Experimentierfreude der Streamer ist vorbei

Hetzers nüchterne Bilanz: Die anfängliche Experimentierfreude der Streamer ist mehr oder weniger vorbei, die Budgets schrumpfen, die Inhalte verändern sich, was Komplexität und Anspruch betrifft. Allerdings: Tiefe Taschen und Topleute, um Außergewöhnliches zu schaffen, gäbe es immer noch.

Apple TV+, 2019 gegründet, war im Vorjahr in Deutschland der am stärksten wachsende Videostreamer.
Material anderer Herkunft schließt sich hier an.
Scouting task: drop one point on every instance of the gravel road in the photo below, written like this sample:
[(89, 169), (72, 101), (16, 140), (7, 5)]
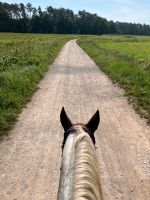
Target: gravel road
[(30, 155)]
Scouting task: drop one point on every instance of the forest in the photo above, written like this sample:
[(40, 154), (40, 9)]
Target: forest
[(23, 18)]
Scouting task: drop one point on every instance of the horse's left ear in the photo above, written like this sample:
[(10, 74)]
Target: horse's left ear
[(93, 123)]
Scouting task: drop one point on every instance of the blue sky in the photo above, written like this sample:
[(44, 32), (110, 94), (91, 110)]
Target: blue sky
[(117, 10)]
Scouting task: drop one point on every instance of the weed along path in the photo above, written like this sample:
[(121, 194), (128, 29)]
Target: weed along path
[(30, 155)]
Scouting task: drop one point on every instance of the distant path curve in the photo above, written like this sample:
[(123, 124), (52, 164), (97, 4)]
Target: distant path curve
[(30, 156)]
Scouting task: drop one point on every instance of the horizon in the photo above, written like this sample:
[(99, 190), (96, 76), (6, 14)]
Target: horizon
[(130, 11)]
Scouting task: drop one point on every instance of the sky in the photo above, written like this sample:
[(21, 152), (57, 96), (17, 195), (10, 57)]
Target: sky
[(135, 11)]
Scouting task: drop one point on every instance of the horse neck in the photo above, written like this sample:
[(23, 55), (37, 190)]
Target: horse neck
[(79, 178), (67, 170)]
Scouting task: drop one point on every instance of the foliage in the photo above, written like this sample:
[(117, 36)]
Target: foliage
[(26, 18), (126, 60), (24, 58)]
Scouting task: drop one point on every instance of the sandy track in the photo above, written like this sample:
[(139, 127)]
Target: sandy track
[(30, 156)]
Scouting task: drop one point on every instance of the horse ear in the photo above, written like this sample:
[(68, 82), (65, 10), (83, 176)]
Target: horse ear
[(65, 121), (93, 123)]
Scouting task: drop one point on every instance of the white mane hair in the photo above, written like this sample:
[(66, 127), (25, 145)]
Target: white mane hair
[(79, 178), (86, 184)]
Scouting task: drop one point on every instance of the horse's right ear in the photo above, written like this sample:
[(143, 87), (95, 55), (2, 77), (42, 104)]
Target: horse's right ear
[(65, 121)]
Wenn man den deutschen „Constellation“-Produzenten fragt, wie viel der Konzern springen ließ und ob sich der Apple-CEO himself einmischte, muss Daniel Hetzer lachen: „Tim Cook interessiert sich nicht so wirklich für das, was wir hier gemacht haben. Er wird sich’s aber bestimmt anschauen.“ Immerhin wurde ja, so Hetzer, „außerordentlich viel Geld“ investiert.

Bestimmte Vorgaben habe Apple nicht gemacht außer dieser: „Produziert es auf dem europäischen Weg. Heißt: Seid nicht so teuer wie die in Amerika. Das haben wir auch geschafft.“ Zur Lead-Regisseurin Michelle MacLaren habe Apple wiederum gesagt: „Make it epic.“

Tja, das muss man erstmal unter einen Hut bekommen.

Daniel Hetzer © Tobias Schult
Zur Summe X, die Apple für die Lizenz an die deutsche Turbine Studios und deren britische und französische Rechtepartner zahlte, kamen noch deutsche, französische, britische, marokkanische und finnische Fördermittel hinzu. Allein zehn Millionen Euro sicherten sie sich aus dem German Motion Picture Fund – „und die bekommt man nur, wenn man mindestens 42 Millionen Euro in Deutschland ausgibt und zwei Drittel der Dreharbeiten hier stattfinden.“

Und dann zitiert Daniel Hetzer den Oscar-dekorierten Regisseur Ron Howard, mit dem er bei den Dreharbeiten von „Rush“ am Nürburgring von einer Kuppe ins Tal schaute: „Weißt du, Daniel, egal welches Budget man hat, man hat nie genug. So ist es auch!“

(By the way: „Rush“ wurde auch in Bergisch Gladbach gedreht, so viel Lokalpatriotismus muss sein.)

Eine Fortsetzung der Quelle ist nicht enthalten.